La Mère tire de son corps la nourriture, la chaleur. Le parallèle entre la fécondité de la mère et la fertilité de la Terre est clair. De même, la fertilité est un phénomène cyclique. Tout ce qui pousse va connaître un hiver et disparaître. La Terre, la matière, le bourgeonnement de la nature, tout cela se produit au sein de la mère.
Ces cultes de Déesse Mère induisaient donc un temps cyclique, allant de la naissance à la mort. Chacun savait que ce qui apparaissait disparaissait.
Cette perspective englobante oblige à reculer devant cette roue inexorable, à se placer en arrière de son mouvement, et ne plus s’attacher aux phénomènes qui vont et qui viennent. La contradiction se vivait comme telle. L’effroi devant la contradiction fondamentale, celle qui nous laisse « sans réponse et sans voix » En ce sens, ce culte de Déesse Mère remettait le « Mystère » au centre de la Vie.
C’est magique de retrouver, dans nos contes traditionnels, ces figures anciennes qui nous rappelle « ce grand Mystère ». Baba Yaga, aux mamelles pendues à des crochets,  à la jambe d’os, répond à certaines questions de Vassilissa et pas à d’autres. Si d’aventure l’héroïne les avait posées, Baba Yaga aurait repris sa figure terrifiante, abandonnant celle de la protectrice.
En induisant l’ambivalence, sans chercher à en faire la synthèse, mais à l’accepter dans son insupportable tension, les cultes de déesses mères nous remettaient sans doute tous à la même enseigne, nus, pleins de désirs, grignotés par le temps…

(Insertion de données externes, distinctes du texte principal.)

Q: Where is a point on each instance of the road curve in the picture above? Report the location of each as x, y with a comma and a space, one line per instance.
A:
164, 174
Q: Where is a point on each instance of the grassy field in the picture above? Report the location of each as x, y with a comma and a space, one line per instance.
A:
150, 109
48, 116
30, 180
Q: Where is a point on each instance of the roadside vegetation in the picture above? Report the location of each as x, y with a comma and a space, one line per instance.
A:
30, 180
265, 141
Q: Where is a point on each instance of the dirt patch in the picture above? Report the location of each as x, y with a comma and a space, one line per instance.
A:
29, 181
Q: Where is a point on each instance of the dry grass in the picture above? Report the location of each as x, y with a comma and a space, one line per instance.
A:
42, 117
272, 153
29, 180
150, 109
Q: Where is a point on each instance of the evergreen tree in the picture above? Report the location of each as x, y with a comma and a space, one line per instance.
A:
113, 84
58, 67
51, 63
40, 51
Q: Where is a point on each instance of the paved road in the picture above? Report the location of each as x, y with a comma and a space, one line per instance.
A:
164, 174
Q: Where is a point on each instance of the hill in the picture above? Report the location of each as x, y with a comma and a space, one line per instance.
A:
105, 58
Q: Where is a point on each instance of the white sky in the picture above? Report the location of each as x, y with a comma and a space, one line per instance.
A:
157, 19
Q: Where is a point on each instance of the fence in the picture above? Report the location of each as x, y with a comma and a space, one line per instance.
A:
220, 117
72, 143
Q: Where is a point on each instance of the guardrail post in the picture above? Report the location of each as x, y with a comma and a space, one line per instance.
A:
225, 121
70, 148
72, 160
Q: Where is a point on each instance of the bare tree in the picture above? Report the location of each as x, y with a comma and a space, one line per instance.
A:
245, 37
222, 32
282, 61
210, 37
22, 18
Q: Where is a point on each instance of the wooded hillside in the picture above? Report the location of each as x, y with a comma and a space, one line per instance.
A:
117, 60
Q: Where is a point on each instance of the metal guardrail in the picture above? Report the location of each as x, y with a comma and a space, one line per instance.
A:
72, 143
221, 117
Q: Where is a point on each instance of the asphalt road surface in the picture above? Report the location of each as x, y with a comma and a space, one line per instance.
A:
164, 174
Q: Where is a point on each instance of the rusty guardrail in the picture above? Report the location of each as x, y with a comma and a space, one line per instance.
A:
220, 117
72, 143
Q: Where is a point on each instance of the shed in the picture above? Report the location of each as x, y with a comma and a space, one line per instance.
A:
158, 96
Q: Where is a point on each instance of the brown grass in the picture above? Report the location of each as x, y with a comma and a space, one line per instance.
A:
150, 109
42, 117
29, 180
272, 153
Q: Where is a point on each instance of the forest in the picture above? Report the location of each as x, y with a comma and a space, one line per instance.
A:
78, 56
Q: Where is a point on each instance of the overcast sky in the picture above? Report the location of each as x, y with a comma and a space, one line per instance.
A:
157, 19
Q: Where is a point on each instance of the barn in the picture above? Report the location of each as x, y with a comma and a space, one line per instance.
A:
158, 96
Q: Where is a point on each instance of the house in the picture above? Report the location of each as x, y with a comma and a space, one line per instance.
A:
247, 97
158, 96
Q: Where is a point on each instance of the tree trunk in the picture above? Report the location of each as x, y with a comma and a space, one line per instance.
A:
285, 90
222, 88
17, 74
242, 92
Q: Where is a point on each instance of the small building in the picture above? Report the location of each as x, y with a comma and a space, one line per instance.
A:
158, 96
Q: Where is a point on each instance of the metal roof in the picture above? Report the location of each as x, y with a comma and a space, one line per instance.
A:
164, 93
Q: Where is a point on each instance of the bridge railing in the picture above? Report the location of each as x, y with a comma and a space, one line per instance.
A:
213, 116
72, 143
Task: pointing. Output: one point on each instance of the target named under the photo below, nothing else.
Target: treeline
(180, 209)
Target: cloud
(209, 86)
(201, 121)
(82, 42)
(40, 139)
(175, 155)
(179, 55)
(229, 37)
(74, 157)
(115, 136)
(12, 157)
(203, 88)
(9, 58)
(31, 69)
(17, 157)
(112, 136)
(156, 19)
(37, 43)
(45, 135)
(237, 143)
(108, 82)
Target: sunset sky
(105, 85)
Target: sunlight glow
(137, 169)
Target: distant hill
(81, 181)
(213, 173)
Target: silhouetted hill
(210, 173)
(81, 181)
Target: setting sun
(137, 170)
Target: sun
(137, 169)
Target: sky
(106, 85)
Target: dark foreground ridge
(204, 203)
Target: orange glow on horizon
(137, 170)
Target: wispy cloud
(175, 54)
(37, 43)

Mais nous sentons aussi que, lorsque nous revenons au temps sans « logique », sans « synthèse », sans « hiérarchie »,  ces temps où nous acceptions le cycle, l’ambivalence,  le sexe et l’émerveillement, la sensualité et le mystère, une immense énergie se lève en nous. Une énergie qui a ensuite été bridée, jugée, captée, maîtrisée… et niée.

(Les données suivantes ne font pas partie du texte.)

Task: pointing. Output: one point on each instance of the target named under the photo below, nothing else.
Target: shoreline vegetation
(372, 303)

Une énergie qui rappelle le serpent qui ondule et s’élève, le serpent compagnon des femmes, d’ Eve à Mélusine, en passant par Méduse… le serpent de l’énergie vitale, qui s’est ensuite mué en un animal malfaisant et trompeur.

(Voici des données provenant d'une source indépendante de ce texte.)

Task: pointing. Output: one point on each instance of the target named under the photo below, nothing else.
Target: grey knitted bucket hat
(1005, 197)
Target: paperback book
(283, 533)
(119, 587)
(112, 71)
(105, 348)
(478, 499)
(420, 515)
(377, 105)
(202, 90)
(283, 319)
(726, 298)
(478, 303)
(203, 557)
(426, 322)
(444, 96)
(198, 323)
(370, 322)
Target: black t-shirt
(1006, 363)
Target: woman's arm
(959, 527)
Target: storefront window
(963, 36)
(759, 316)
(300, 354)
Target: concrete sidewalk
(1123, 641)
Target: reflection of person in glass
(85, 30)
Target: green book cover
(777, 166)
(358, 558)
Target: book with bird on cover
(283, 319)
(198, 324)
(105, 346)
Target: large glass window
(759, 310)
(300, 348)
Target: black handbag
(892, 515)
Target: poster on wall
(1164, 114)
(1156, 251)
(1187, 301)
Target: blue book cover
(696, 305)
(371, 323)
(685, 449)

Ainsi persistent dans les contes ces personnages formidables, parcourant la forêt dans une maison aux pattes de coq, brassant des herbes dans un chaudron d’immortalité. Ces personnages qui condensent la féminité dans sa forme première, magnifique et terrifiante, accueillant l’ambivalence, ces personnages ont été ensuite jugés par la norme patriarcale ambiante, et seuls les caractères négatifs en sont restés.
À nous, conteurs, conteuses, de les revivifier, de leur rendre justice, ramener aux côtés de Dieu le Père une Déesse la Mère.